Es tiempo de que dejemos de pensar que podemos ser perfectas, porque siempre habrá alguien que estará en desacuerdo y eso no te puede quitar el sueño, no puede. ¿Ese hombre o mujer que te miró de manera despectiva o que comentó algo negativo sobre ti, tiene alguna influencia en tu vida?

Seguramente, no. Pero al considerar su opinión, le estás dando pie para que lo haga. Tú eres como eres; puedes ir madurando y creciendo, pero no tienes por qué cambiar tu esencia. Es científicamente imposible que todos te quieran, así que es mejor que te enfoques en los que sí te retribuyen ese cariño.

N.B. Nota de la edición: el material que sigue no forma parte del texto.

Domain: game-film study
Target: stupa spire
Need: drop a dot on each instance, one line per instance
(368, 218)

¿Qué quieres demostrar? Primero, debes tener claro que la gente siempre va a hablar. Puede que digan cosas positivas o negativas, rumores o mentiras. ¿Vale la pena dejarse llevar por ello? Si las personas que te conocen te valoran tal como eres, no prestes atención a los demás. No lo merecen.

La gente tiene diferentes historias, perspectivas e intereses. Para tratar de agradar a todos, tendrías que tener múltiples personalidades, perspectivas e intereses. ¿Quién eres finalmente? No lo sabes, porque estás gastando demasiada energía en construir una imagen que no es real.